# Fox DHX 5 Home rebuild



## Nick_M2R (Oct 18, 2008)

Hi all
I recently noticed that my 09 dhx 5 coil has a oil leak on the main shaft, so i think the main seal is blown, which is probably my fault as i used to turn the shaft round when i took the spring off :bluefrown: 
Well after many unanswered calls and emails to the Aussie rebuild center (dirt works)
I have decided to do a rebuild my self, i have looked through many sites and have a really good idea of how to do the rebuild.
One question remains however and that is were can i get a new o ring seal?
Could i just go to a auto store or hardware store and buy a identical one? or could i buy one from mojo in the uk?
Would love to hear peoples thoughts
Cheers


----------



## davep (Mar 11, 2005)

Seal suppler in any city should be able to match it for you.

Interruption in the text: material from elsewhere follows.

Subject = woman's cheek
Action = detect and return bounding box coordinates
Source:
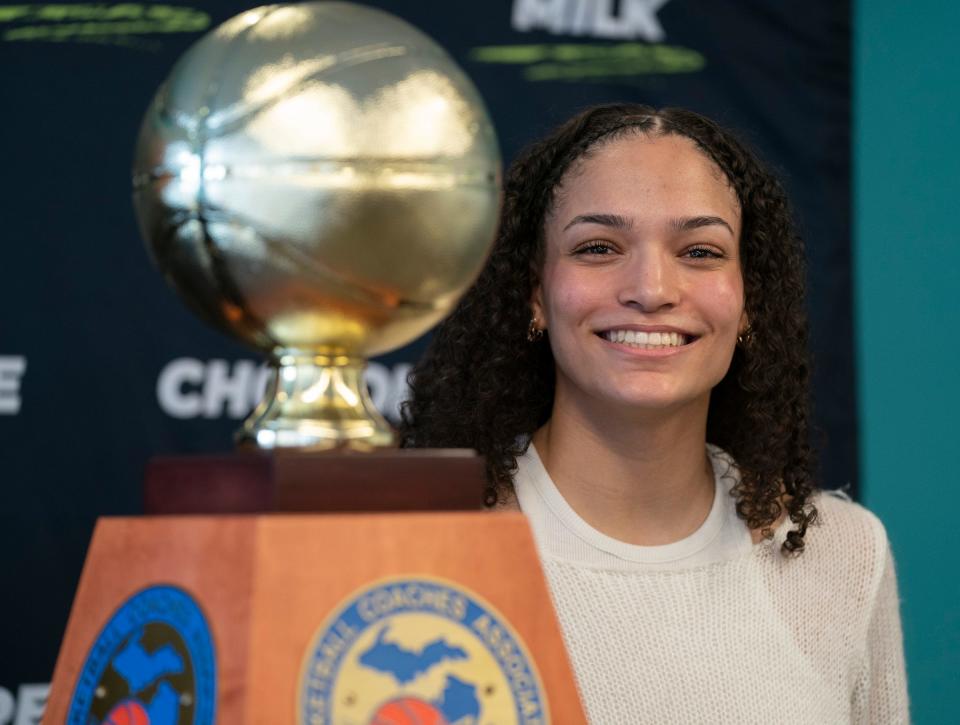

I _think _the specs were posted @ Ridemonkey most likely by Udi...either way it should be easy to match.

edit here is his post:

_Hey guys - quick reply since i'm late for work

The shaft seal is only an o-ring, there is another yellow thing that looks like an oil seal but it only ACTS as a dust wiper - so you can reuse it. The o-ring is black and sits in its own seat behind the yellow wiper.

The o-ring is an imperial size:

12.29 x 3.53 (N70)

Where 12.29mm is the ID, 3.53mm is the cross section width and N70 is the hardness.

Replace that and you should be set. If it's not leaking or seeping at all then there's no need_


----------



## AznRider (Jun 20, 2008)

Please post some pics of the strip down...i'm subscribing to this one!


----------



## 4JawChuck (Dec 1, 2008)

davep said:


> Seal suppler in any city should be able to match it for you.
> 
> _The o-ring is an imperial size:_
> 
> ...


Uhh...that works out to a 31/64" ID and 49/64" OD ? Not exactly either.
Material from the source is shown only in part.